Entretanto, a área de licenciamento da Secretaria do Meio Ambiente emitiu um documento, o qual foi recebido pela reportagem do NB, onde destacam os motivos pelos quais a lei não deve ser aprovada. O primeiro deles é que não seria correto a diminuição do plantio de 15 para 10 árvores e que isso poderia burocratizar ainda mais o serviço:
O Município possui Termo de Cooperação SEMA/Departamento de Biodiversidade - Município de Bento Gonçalves nº 004/2018 e através dele foi delegada competência para licenciamento e fiscalização florestal. Devido a esse vínculo, o Município segue a Instrução Normativa SEMA nº 001/2018. No art. 4º da referida IN consta que: “Nos casos de compensação por plantio de mudas, a quantificação da RFO deverá ser efetuada com base no volume da matéria-prima florestal gerada e no número de árvores a serem suprimidas, considerando os dados dendrométricos, a extensão da área de manejo, e quando se tratar de compensação ambiental por área equivalente a estrutura e o estágio sucessional das florestas nativas.

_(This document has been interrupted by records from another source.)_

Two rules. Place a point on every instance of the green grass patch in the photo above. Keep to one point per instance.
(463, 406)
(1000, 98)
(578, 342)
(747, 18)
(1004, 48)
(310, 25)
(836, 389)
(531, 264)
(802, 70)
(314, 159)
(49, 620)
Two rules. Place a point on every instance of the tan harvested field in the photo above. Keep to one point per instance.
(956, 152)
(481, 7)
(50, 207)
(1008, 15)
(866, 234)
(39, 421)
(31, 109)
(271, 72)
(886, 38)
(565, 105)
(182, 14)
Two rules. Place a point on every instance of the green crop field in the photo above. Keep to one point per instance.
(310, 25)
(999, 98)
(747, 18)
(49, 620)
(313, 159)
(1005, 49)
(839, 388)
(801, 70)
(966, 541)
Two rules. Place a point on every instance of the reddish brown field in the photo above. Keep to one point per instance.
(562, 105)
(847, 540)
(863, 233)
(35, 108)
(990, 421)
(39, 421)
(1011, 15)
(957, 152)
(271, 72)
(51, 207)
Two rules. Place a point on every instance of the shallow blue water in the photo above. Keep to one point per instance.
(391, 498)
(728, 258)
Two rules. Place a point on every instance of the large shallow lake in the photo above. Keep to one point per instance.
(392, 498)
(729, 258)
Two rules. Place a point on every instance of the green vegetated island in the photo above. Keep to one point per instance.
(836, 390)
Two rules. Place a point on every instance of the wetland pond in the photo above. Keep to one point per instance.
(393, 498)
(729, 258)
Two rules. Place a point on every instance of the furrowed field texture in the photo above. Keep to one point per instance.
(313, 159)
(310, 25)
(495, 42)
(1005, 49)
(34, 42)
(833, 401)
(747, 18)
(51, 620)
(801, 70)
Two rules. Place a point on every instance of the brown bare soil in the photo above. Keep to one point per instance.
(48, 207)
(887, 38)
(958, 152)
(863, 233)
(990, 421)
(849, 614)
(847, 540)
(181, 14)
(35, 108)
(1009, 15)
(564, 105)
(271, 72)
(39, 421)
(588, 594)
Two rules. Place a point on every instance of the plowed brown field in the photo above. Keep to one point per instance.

§ 1º O cálculo do número de mudas para a RFO, originado de licenciamento para corte de vegetação nativa, dar-se-á no montante de 15 (quinze) mudas para cada exemplar de árvore nativa suprimida, com diâmetro à altura do peito (DAP) igual ou superior a 15 (quinze) centímetros.
§ 2º O cálculo do número de mudas para a RFO, originado de licenciamento para corte de vegetação nativa que apresentam diâmetro à altura do peito (DAP) inferior a 15 (quinze) centímetros dar-se-á no montante de 10 (dez) mudas por estéreo (st) de lenha a ser gerado.
§ 3º Não será exigida a RFO para os casos em que a supressão da vegetação nativa não gere matéria-prima lenhosa em ambientes florestais”.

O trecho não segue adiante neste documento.